Conniff cites Jimmy Carter's account of his Camp David talks in 1978, with Anwar Sadat and Menachem Begin. The Egypt-Israel talks were on the brink of collapse when President Carter took commemorative photographs of the event to the Israeli leader. Each set had the names of his grand-children written on them. Begin softened and told happy tales about them and his fears for their future. The deal was back on. 'The important point for now,' says Conniff, 'is that our biology gears us up for co-operation at least as much as for conflict.
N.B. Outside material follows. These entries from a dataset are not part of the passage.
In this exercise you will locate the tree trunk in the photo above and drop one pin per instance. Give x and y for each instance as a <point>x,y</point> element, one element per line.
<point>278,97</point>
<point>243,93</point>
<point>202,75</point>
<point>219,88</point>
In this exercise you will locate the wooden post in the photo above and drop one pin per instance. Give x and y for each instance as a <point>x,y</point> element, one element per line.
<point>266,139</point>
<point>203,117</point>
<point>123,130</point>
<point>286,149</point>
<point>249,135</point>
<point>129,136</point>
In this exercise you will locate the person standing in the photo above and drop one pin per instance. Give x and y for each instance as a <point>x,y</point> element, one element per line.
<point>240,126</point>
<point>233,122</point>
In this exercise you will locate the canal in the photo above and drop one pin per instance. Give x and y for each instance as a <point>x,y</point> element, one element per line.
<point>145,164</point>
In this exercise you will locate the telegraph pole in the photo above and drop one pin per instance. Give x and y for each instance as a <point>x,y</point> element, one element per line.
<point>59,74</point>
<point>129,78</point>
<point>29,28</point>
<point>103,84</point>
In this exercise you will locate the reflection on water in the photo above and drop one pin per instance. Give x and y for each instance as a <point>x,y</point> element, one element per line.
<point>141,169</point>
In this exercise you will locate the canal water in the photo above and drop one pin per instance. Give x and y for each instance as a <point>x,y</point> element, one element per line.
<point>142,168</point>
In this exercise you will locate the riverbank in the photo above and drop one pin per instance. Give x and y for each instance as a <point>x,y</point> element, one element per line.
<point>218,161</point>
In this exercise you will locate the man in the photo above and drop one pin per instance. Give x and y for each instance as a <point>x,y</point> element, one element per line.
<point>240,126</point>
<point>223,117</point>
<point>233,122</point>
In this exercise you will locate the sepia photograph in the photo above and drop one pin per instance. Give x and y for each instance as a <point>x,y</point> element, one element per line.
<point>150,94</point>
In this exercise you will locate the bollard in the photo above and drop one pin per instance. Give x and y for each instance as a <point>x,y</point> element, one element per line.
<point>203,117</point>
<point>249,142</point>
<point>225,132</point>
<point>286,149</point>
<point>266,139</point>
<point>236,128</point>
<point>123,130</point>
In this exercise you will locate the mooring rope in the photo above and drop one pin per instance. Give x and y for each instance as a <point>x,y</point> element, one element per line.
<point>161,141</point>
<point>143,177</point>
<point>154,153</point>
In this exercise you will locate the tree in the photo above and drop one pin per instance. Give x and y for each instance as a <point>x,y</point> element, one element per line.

Our default mode as social animals is not selfishness, but strategic altruism.'
Humans are 99% genetically identical to chimpanzees. And chimps, it seems, display all kinds of behaviour patterns that are familiar from office life. They scheme and plot, and form temporary coalitions. They exaggerate their reactions to provoke a response. Sometimes they fight each other. They are uneasy at unresolved conflict, preferring to thrash things out before the community coalesces again.
We humans pride ourselves on our civilisation, and the extent to which we have overcome our animal instincts. But we delude ourselves. We are animals too, and can learn a lot by studying our not-so-distant cousins. 'In the natural world,' Conniff writes, 'most social animals spend their lives in one group and quickly figure out who everybody else is and where they fit in the picture.'
So what is our fragmented, here-today, gone-tomorrow world doing to us all? Is it any wonder if some of us go mad, like disorientated captive animals at the zoo? Maybe it's time to take another look at the hairy and not-so-hairy colleagues who surround you. After reading Conniff's provocative analysis, you'll never look at them in quite the same way again.
Stefan Stern is a contributing editor of MT and management columnist for the Financial Times.